As rumors circulate around the new Ford Bronco, it’s obvious that the upcoming model will not be the average suburban superstar crossover. This is not a vehicle meant to compete with cars like the Toyota RAV4 or Honda CR-V. No, the new Bronco will be an affordable retro-inspired off-road SUV, and there’s only one other currently-available product we can think of that ticks all those boxes: the Jeep Wrangler. The newly redesigned Wrangler JL includes thoughtful changes over its predecessor that improve the tough little truck so much so that we named it our 2019 SUV of the Year. If Ford aims to capture some of the Wrangler’s sales, the Bronco team would be foolish not to take some inspiration from the venerable Jeep. Here are five things the Bronco team can learn from the Jeep Wrangler.
Doors off, roof off
The image of a topless, doorless Wrangler is as iconic as the military vehicle on which it’s based, and any Wrangler competitor would be remiss to skip out on features so crucial to the off-road experience. Plus, as we found in our Porsche 911 Cabriolet First Drive, top-down motoring is good for your health. Beyond just including a removable top and doors, make them usable! One of our favorite improvements on the new Wrangler is how easy it is to take apart, with a streamlined folding soft top, simplified flip-down windshield, and doors that clearly mark which tool you’ll need to remove them. If this report is accurate, Ford actually has the Wrangler beat on one count: the Bronco’s removable doors will be stashable in the cargo hold.
Give us options
One of the things that makes the Wrangler so versatile is that it’s offered in both two- and four-door configurations. While the pricier and more family-friendly four-door Wrangler Unlimited outsells its smaller sibling four to one, the two-door has an advantage off-road with its tighter turning radius, shorter wheelbase, and smaller footprint. The two-door is actually so stubby that it made our list of smallest SUVs currently on sale. Offering multiple configurations for the Bronco will be key; providing a more affordable two-door with the advantage off-road while still building the four-door and keeping the Bronco accessible for buyers who need the extra room.
Performance on- and off-road
As we touched upon in a recent off-roader comparison test, it’s as important for a car like this to be a comfortable driver on the way to the trails as it is to perform once you get there. The Wrangler JL’s vastly improved road manners are a big part of why it came out on top in that comparison. Even the entry-level Bronco needs to be extremely capable off-road if it wants to have enough credibility to back up its rugged design and long history, but if it drives like a wooden-wheeled block on pavement, it won’t be able to compete with the Wrangler. The Bronco family should also include a beefed-up knobby-tired model like the Wrangler Rubicon, preferably with the locking differentials, disconnectable anti-roll bar, and low-range gears that make that vehicle so unstoppable when the road gets bumpy.
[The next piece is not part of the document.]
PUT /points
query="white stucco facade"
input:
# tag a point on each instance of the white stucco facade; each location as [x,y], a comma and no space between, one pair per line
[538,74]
Part of what makes the modern Wrangler so iconic is that it retains the boxy shape and seven-slot grille of the Willys Jeep military vehicle it’s descended from. The Wrangler isn’t aimed at practical buyers—they would have bought the aforementioned RAV4 or CR-V—so Ford should throw conventional aerodynamic design out the window and debut the new Bronco as a big, boxy brute, just like the first-generation model. And because the Bronco is aimed at enthusiasts, take some inspiration from the Wrangler’s Willys-inspired hidden Easter eggs and give them/us something to geek out over.